Vibbert and King went to the ground where King sprayed Vibbert’s forehead with chemical spray, which had no effect. After being tazed and removing the prongs, Vibbert went into the kitchen of a nearby apartment and was subsequently surrounded by police and sheriff’s deputies yelling at him to get on the ground.

The blood that could be seen covering Vibbert’s face in the bystander video was due to his tearing out of the taser tongs and hitting his head against the apartment floor when he wrapped his legs around a deputies legs, which took them both to the ground, Howie said during the body camera viewing on Thursday.

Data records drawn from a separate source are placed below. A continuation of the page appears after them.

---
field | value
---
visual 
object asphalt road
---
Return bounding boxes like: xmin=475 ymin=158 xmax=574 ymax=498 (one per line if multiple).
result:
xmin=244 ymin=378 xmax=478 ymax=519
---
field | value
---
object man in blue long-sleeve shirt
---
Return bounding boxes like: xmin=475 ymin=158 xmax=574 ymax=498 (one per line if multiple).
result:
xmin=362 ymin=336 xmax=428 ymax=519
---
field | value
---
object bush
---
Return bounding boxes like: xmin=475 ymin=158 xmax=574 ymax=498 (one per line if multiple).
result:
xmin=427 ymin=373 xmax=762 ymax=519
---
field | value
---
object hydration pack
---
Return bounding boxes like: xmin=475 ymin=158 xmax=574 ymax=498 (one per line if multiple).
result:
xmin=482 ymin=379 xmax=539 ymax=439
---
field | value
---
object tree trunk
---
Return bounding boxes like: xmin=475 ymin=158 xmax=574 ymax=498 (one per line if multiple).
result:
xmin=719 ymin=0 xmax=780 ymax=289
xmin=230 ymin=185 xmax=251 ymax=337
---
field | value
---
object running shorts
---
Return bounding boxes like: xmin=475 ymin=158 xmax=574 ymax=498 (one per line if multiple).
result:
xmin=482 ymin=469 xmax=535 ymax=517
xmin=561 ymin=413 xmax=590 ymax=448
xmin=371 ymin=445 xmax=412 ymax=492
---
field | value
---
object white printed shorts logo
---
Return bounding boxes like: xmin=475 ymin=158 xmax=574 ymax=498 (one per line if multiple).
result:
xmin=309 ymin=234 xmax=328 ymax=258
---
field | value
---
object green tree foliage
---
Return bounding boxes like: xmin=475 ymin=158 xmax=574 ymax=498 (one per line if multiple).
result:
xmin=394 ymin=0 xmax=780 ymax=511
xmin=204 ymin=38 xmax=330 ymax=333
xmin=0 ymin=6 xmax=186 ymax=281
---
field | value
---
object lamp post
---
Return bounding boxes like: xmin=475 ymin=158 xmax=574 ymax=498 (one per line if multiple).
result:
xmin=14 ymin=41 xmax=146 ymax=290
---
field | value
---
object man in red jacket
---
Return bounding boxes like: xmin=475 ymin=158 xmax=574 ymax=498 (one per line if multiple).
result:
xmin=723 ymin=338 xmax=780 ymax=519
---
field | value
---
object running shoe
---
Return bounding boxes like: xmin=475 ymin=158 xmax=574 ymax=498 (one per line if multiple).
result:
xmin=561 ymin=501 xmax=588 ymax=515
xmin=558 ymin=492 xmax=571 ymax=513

“The blood on the floor is from his chest where he ripped the prongs from the taser out,” Howie said. “The defendant [also] wraps his leg around the officers that are escorting him outside, causing them to fall to the ground, where he hits his head on the floor, which causes him to start bleeding from the head. It’s a very minor laceration but any wound to that area is going to bleed, plus he’s sweating a lot so it looks like there’s a lot more blood than is actually there.”

Vibbert was checked medically once at the Barren County Detention Center. Howie said he was taken to a police cruiser instead of an ambulance because police on scene did not want Vibbert to injure the EMTs.

Though Howie’s review found no policy violations, he did say that police officers in the entire department would undergo “remedial Repulse training” and that it would be policy to assign more than one police officer to cases of “verbal and physical altercations” when possible.

Vibbert’s preliminary hearing in Barren County District Court is scheduled for Nov. 24 at 1 p.m.